Laissa had dropped down on all fours where her husband had been. But of Raef there was nothing left.
* * *
They buried Leif in the graveyard behind the church. After the priests had gone, Laissa went around picking up stones and began to lay them down in the outline of a ship. She wept as she did this.
Gemma came and put her arms around her mother and sobbed.
“Was this me? Did I make this happen?”
“No, no,” Laissa said. “He was always meant to do this. It was for your sake that he could. He loved you more than he feared her.” She held the girl tightly. “Come back to Jorvik with me.”
Gemma shook her head. She stood back, wiping her hand over her tears. “I am staying here, Mama. The Queen is not what she was. She doesn’t even remember. She needs me.” She wiped her eyes again. “And Knut is here, you know, and… I could not bear to go back and have it all be different.”

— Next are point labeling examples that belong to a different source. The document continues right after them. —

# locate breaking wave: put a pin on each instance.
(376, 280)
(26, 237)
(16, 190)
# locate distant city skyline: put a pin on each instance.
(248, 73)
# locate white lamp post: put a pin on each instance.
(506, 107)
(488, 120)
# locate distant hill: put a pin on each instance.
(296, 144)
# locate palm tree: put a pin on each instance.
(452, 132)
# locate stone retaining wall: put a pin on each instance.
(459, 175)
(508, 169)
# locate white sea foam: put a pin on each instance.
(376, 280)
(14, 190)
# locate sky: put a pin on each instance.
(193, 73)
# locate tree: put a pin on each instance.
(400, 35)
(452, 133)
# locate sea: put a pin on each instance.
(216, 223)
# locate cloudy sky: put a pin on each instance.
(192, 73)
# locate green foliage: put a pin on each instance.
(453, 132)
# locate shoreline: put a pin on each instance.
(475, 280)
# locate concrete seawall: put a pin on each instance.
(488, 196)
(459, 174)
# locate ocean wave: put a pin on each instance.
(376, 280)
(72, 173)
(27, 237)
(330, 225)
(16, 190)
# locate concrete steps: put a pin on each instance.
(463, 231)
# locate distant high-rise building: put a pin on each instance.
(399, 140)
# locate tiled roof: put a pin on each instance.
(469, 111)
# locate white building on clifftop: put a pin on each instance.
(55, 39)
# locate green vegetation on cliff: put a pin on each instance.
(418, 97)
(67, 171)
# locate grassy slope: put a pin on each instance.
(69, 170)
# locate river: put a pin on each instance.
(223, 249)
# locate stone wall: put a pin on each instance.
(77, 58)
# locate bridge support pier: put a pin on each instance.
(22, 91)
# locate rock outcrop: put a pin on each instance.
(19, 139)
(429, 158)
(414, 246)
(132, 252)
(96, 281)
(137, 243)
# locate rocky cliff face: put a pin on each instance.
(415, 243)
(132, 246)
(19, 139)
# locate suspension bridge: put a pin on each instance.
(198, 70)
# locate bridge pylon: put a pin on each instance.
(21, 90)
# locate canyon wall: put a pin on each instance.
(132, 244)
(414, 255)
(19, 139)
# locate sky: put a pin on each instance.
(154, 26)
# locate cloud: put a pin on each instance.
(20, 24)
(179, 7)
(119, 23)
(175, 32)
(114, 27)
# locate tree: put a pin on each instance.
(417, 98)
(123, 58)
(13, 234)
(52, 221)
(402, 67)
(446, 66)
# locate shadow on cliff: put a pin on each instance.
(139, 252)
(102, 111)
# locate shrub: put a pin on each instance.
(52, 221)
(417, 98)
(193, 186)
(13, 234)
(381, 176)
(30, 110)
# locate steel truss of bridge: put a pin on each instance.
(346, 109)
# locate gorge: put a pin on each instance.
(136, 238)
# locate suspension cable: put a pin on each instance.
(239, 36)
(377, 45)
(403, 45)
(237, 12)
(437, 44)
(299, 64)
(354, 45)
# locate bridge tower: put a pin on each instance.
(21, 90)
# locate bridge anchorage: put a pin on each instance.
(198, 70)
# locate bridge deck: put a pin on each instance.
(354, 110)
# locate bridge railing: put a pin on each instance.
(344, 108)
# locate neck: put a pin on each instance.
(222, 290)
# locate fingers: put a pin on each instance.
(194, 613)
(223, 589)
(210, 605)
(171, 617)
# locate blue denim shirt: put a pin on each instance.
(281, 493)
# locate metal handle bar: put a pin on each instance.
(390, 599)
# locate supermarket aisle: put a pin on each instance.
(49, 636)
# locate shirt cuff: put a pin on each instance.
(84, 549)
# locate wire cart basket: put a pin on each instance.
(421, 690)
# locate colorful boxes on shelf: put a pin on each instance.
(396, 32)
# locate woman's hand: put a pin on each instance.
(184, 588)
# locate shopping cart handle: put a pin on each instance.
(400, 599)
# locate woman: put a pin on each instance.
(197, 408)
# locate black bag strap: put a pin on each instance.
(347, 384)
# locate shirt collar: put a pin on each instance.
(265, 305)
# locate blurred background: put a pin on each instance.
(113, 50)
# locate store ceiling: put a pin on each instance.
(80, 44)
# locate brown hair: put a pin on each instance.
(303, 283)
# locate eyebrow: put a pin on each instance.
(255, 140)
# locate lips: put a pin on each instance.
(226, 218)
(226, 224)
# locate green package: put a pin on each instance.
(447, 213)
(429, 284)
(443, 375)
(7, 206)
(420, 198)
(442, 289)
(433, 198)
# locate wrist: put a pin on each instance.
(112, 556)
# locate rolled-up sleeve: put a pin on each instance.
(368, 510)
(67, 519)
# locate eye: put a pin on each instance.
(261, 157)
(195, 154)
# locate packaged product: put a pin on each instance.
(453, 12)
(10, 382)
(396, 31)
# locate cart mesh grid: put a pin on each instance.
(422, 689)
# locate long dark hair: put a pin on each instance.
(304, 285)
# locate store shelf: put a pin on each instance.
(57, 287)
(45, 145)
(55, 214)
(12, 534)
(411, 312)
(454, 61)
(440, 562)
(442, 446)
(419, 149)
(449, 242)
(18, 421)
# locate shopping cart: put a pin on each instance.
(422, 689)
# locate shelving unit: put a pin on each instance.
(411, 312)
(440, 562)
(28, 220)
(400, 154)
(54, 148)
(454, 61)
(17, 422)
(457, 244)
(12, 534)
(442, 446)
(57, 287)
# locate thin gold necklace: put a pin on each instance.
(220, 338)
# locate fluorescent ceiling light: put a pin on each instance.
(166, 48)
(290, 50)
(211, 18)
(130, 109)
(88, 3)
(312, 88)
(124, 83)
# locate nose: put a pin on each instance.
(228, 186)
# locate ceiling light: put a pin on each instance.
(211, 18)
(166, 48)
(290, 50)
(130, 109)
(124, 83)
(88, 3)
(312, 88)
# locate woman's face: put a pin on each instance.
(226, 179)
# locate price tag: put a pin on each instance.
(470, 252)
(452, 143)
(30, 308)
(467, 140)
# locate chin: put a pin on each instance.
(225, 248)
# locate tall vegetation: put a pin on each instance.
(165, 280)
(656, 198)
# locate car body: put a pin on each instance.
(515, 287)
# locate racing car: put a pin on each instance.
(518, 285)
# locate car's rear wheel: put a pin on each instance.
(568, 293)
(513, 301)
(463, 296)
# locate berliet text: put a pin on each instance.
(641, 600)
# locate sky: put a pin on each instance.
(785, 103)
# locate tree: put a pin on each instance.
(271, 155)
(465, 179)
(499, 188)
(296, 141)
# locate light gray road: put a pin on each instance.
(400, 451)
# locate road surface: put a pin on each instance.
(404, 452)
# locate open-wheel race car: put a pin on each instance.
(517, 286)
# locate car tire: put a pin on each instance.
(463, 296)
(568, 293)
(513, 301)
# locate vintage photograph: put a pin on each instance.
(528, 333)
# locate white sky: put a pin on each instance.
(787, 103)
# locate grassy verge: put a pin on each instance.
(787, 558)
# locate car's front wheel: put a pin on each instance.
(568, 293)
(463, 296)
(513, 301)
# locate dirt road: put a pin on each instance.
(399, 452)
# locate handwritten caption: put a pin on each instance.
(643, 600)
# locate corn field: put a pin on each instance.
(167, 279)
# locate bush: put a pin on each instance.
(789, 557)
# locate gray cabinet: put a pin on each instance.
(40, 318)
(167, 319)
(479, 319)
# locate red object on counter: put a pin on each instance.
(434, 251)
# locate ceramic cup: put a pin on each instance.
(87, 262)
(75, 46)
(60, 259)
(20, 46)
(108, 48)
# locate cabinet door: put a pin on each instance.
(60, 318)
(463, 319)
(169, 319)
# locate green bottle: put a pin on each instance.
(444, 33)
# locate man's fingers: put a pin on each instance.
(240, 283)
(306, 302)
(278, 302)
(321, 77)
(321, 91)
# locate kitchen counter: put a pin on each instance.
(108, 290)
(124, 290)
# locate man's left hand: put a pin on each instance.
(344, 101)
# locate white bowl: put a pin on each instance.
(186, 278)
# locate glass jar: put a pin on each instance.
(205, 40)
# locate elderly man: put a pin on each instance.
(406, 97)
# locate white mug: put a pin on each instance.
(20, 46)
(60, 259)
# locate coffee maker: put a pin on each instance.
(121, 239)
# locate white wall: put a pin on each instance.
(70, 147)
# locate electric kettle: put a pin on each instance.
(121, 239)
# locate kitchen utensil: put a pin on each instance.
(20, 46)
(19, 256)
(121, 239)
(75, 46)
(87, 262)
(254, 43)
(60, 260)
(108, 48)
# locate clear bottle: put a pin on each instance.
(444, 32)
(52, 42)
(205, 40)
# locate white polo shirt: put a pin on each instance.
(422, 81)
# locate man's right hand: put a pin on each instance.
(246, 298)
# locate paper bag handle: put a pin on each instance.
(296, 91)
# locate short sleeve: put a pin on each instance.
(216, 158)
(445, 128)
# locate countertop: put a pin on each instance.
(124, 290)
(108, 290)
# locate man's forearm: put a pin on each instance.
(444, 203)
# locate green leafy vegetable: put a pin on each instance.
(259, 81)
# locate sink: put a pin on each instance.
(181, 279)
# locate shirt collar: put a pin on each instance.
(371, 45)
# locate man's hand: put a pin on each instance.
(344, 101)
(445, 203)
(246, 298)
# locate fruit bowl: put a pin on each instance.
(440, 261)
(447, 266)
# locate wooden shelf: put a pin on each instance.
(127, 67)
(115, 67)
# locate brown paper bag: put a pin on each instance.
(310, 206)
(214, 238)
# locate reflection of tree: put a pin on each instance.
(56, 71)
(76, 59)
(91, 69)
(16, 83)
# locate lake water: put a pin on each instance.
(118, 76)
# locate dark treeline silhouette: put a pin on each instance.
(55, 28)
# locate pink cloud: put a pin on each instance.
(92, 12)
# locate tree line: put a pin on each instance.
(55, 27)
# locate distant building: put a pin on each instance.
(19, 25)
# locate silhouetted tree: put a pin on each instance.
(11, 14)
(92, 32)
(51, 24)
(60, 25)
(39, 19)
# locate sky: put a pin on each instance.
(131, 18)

Laissa said, “I have to go back to Jorvik.”
“Mama, I love you. Knut will care for you, for the sake of what Papa did.” She began to cry again. “What Papa did. I was a fool, Mama. Please stay with us.”
Laissa said, “Here? He isn’t here. If he’s anywhere, he’ll be in Jorvik.”
Gemma gave her a wild look and said nothing more. She went away to her new place, in the Queen’s court. She would be great there. She would marry one of Knut’s friends. Her sons would be princes. None of them would have the sight.